The Immigrant is a 1917 American silent romantic comedy short. The film stars Charlie Chaplin's Tramp character as an immigrantcoming to the United States who is accused of theft on the voyage across the Atlantic Ocean, and falls in love with a beautiful young woman along the way. It also stars Edna Purviance and Eric Campbell.
The movie was written and directed by Chaplin.
According to Kevin Brownlow and David Gill's documentary series Unknown Chaplin, the first scenes to be written and filmed take place in what became the movie's second half, in which the penniless Tramp finds a coin and goes for a meal in a restaurant, not realising that the coin has fallen out of his pocket.
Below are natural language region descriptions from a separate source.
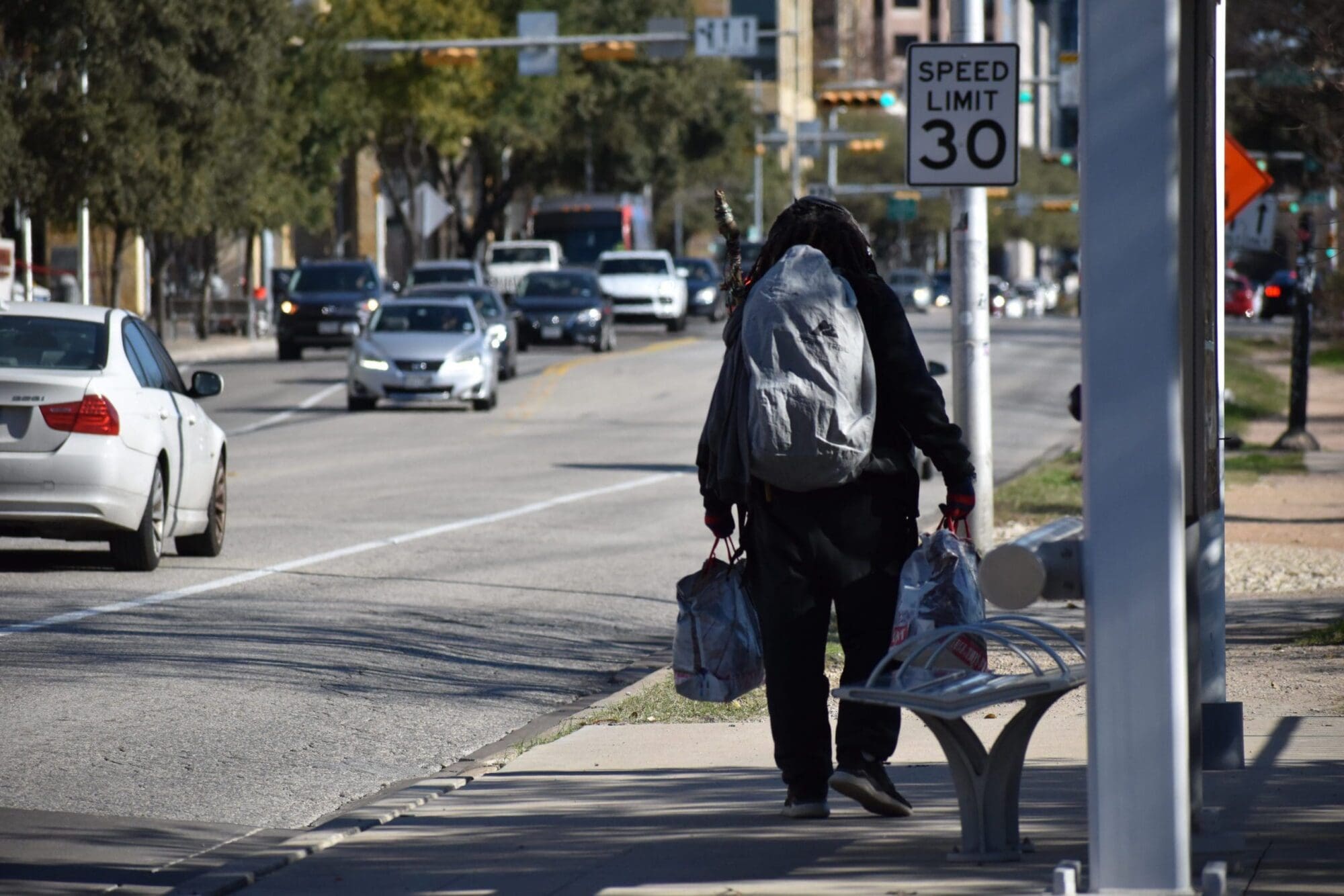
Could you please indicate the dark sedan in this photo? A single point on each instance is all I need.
(565, 307)
(702, 287)
(502, 323)
(325, 306)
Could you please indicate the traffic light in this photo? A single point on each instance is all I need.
(877, 144)
(610, 52)
(1060, 205)
(880, 97)
(451, 57)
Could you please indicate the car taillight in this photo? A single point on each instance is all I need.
(93, 416)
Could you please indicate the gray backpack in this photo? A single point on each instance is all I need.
(814, 393)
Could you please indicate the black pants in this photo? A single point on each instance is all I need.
(846, 547)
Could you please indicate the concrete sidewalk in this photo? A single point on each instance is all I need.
(694, 809)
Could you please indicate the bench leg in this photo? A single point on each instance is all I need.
(989, 784)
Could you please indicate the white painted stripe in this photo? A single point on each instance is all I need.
(364, 547)
(284, 416)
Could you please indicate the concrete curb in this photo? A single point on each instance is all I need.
(230, 351)
(404, 797)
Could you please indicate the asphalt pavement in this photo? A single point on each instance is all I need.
(398, 590)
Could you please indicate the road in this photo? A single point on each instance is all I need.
(398, 589)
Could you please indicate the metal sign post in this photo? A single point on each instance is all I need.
(1135, 572)
(962, 131)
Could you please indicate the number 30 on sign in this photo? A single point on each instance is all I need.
(963, 115)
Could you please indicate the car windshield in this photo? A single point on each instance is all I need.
(334, 279)
(557, 287)
(519, 255)
(408, 318)
(700, 269)
(455, 275)
(632, 267)
(53, 343)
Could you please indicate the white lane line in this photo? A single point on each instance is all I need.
(284, 416)
(252, 576)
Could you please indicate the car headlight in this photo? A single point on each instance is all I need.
(370, 361)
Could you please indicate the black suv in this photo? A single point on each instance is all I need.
(325, 306)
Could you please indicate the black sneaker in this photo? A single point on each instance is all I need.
(869, 785)
(806, 805)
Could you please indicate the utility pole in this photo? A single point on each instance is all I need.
(84, 204)
(971, 312)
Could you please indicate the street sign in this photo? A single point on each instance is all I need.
(1255, 226)
(538, 61)
(902, 210)
(962, 124)
(1243, 179)
(726, 37)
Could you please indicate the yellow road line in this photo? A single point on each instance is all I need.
(550, 378)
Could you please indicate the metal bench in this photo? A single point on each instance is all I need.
(989, 782)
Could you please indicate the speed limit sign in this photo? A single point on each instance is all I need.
(962, 128)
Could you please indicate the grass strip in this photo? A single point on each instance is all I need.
(1257, 394)
(1045, 492)
(1331, 636)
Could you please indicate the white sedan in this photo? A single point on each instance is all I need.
(101, 440)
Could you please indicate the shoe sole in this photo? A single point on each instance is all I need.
(864, 793)
(807, 811)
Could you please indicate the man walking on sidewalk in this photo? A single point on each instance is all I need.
(843, 545)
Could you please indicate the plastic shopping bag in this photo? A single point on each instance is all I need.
(939, 589)
(717, 649)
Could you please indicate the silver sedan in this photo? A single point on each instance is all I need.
(424, 350)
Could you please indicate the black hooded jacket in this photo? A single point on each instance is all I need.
(911, 406)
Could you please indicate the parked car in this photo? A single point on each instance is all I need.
(106, 441)
(454, 271)
(501, 320)
(424, 350)
(325, 307)
(565, 307)
(1280, 295)
(644, 285)
(702, 285)
(912, 287)
(1238, 296)
(509, 261)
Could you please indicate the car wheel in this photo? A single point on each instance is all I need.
(212, 542)
(139, 551)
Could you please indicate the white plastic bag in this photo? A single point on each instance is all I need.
(939, 589)
(717, 649)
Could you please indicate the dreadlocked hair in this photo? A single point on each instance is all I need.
(826, 226)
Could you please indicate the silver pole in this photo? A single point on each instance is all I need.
(834, 152)
(971, 397)
(1135, 577)
(795, 163)
(84, 213)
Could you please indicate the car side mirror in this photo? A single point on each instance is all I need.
(206, 385)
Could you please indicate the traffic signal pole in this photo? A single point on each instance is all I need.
(971, 394)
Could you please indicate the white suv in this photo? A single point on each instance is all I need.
(509, 261)
(644, 285)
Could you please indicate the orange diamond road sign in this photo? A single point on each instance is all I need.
(1243, 179)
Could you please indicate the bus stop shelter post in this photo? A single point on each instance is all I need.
(1135, 576)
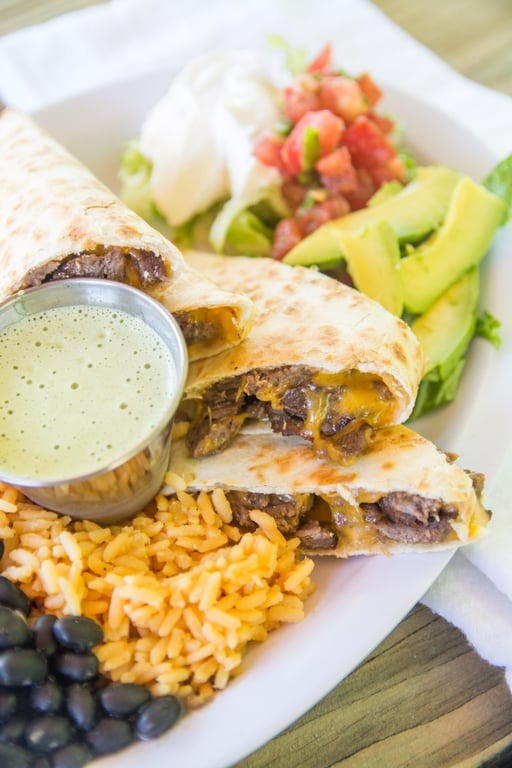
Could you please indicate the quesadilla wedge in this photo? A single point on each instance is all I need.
(322, 361)
(57, 221)
(402, 495)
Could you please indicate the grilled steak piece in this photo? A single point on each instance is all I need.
(400, 516)
(133, 266)
(285, 396)
(410, 518)
(286, 510)
(317, 536)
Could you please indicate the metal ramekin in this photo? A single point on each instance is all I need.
(126, 485)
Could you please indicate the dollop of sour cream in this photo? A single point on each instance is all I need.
(80, 387)
(200, 136)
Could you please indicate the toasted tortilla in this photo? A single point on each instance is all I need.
(58, 220)
(322, 361)
(402, 495)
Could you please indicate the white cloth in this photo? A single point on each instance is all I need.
(123, 38)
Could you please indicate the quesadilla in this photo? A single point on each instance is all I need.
(322, 361)
(402, 495)
(57, 221)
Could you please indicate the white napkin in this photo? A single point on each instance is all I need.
(124, 38)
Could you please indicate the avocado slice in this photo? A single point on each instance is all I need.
(413, 213)
(460, 242)
(446, 328)
(373, 262)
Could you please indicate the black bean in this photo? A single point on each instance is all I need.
(44, 640)
(14, 630)
(13, 596)
(14, 756)
(7, 705)
(157, 716)
(78, 667)
(46, 698)
(45, 734)
(109, 735)
(73, 756)
(81, 706)
(122, 699)
(78, 633)
(22, 666)
(14, 730)
(41, 762)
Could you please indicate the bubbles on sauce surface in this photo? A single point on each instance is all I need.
(87, 383)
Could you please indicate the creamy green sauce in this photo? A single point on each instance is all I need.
(79, 387)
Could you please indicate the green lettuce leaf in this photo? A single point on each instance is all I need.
(499, 181)
(135, 176)
(488, 327)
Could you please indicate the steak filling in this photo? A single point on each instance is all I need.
(133, 266)
(295, 400)
(399, 517)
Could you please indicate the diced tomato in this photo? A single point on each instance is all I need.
(367, 145)
(370, 88)
(322, 61)
(268, 151)
(286, 234)
(343, 96)
(337, 173)
(319, 214)
(335, 163)
(293, 192)
(330, 130)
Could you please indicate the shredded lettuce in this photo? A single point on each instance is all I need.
(311, 147)
(135, 174)
(499, 181)
(488, 327)
(248, 235)
(435, 391)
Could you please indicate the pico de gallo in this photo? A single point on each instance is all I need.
(334, 152)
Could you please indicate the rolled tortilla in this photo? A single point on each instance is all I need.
(57, 220)
(402, 495)
(322, 361)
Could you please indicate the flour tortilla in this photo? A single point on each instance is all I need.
(52, 208)
(309, 322)
(399, 462)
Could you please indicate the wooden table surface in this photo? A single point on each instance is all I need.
(423, 698)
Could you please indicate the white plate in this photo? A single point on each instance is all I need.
(357, 602)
It was not until later that Chaplin decided the reason the Tramp was penniless was that he had just arrived on a boat from Europe, and used this notion as the basis for the first half. Purviance reportedly was required to eat so many plates of beans during the many takes to complete the restaurant sequence (in character as another immigrant who falls in love with Charlie) that she became physically ill.
The scene in which Chaplin's character kicks an immigration officer was cited later as evidence of his anti-Americanism when he was forced to leave the United States in 1952. In 1998, The Immigrant was selected for preservation in the United States National Film Registry by the Library of Congress as being "culturally, historically, or aesthetically significant".